Spring Boot Tesseract OCR in Kotlin with multi-stage Docker

Photo from Unsplash

Originally Posted On: https://thepurushoths.medium.com/spring-boot-tesseract-ocr-in-kotlin-with-multi-stage-docker-515cdd13af37

To start, let me give you a brief introduction to Tesseract OCR. Tesseract OCR is an open-source optical character recognition (OCR) engine that is used to recognise text from images. It was originally developed by Hewlett-Packard in the 1980s but has since been maintained and updated by Google. Tesseract OCR is widely used in the industry because it is highly accurate and is available for free.

I. Context

In this article, we will learn about extracting text from PDFs and images and setting up a Docker environment to perform OCR with the Tesseract library.
Tesseract supports other use cases such as text localisation, character recognition, converting scanned documents to searchable PDFs, etc.

II. Challenges and approaches

While implementing the OCR feature, we implemented it with a single-stage Docker.
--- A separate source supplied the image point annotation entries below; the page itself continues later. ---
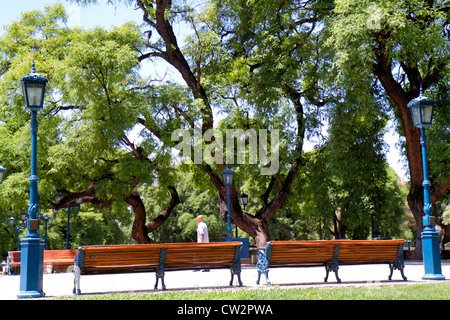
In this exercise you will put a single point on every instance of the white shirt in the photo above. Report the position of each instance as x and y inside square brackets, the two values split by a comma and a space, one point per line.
[202, 229]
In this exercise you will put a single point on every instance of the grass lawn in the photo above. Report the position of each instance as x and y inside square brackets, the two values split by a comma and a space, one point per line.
[426, 291]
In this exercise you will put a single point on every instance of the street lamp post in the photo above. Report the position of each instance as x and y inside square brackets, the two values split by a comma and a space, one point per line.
[244, 200]
[227, 176]
[32, 248]
[421, 110]
[23, 217]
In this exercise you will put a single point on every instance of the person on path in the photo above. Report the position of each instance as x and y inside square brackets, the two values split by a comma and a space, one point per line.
[202, 230]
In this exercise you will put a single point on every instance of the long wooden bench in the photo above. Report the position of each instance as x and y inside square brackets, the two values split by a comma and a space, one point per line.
[62, 259]
[157, 258]
[331, 254]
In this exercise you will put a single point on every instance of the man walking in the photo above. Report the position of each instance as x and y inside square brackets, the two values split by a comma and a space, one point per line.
[202, 230]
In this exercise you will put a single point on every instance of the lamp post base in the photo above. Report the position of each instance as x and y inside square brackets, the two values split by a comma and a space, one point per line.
[31, 268]
[431, 254]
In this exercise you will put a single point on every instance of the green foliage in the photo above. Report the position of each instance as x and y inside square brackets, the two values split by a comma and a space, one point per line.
[182, 224]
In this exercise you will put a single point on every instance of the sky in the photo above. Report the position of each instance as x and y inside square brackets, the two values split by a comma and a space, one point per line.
[108, 16]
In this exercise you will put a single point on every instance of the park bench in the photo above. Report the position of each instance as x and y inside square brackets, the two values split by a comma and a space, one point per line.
[331, 254]
[55, 259]
[157, 258]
But it increased image size and build time. To solve this, we adopted multi-stage Docker and JFrog Artifactory.

III. Docker setup

A multistage Dockerfile is used to optimise the size and efficiency of Docker images. We will install the Leptonica and Tesseract libraries in Docker. It may have some unnecessary libraries. Those libraries are not required to build the production image, and they will increase the size of the Docker image. So we will extract only the required libraries for the next stage. Multistage Dockerfile involve using multiple build stages within a single Dockerfile to separate the build environment from the runtime environment.

.NET equivalent

For teams working in .NET, IronOCR can simplify this significantly. It bundles Tesseract and all dependencies into a single NuGet package, eliminating the need for multi-stage Docker builds to manage Leptonica, libtiff, libwebp, and trained data files.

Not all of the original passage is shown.